Simply Movies
- Country: UK
- Broadcast area: UK

Programming
- Picture format: SDTV

Ownership
- Owner: Simply Media Ltd

History
- Launched: 24 November 2008
- Replaced: The Baby Channel
- Closed: 15 June 2009

Links
- Website: simplymovies.co.uk

= Simply Movies =

Simply Movies was a movie television channel broadcast in the United Kingdom, on the Sky Digital and Freesat platforms.

The channel aired British and American films from the 1930s through to the 1970s, and claimed to be for fans of (often forgotten) classic movies. The channel broadcast 24 hours a day, 7 days a week.

The Simply Movies channel was formed as an offshoot of Simply Media's Simply Home Entertainment mail order company. Simply Home Entertainment offers classic movie DVDs to the public, and the service is heavily promoted on the Simply Movies channel, and its website.

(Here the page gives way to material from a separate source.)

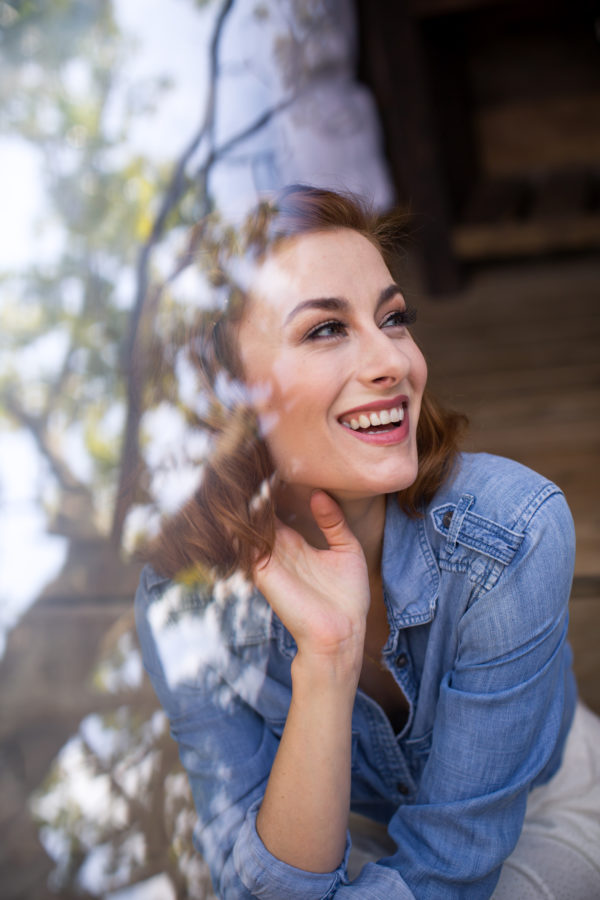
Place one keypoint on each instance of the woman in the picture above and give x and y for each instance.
(400, 650)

The channel closed on 15 June 2009, a statement on the website read, "Unfortunately, as of the 15th of June 2009, Simply Movies will no longer be broadcast as we need to focus on our programme production and distribution. All of us here at Simply Movies would like to thank our valued viewers who have supported the channel since launch - the magic lives on at Simply Home Entertainment, where many of these movies shown and other classics are available to buy."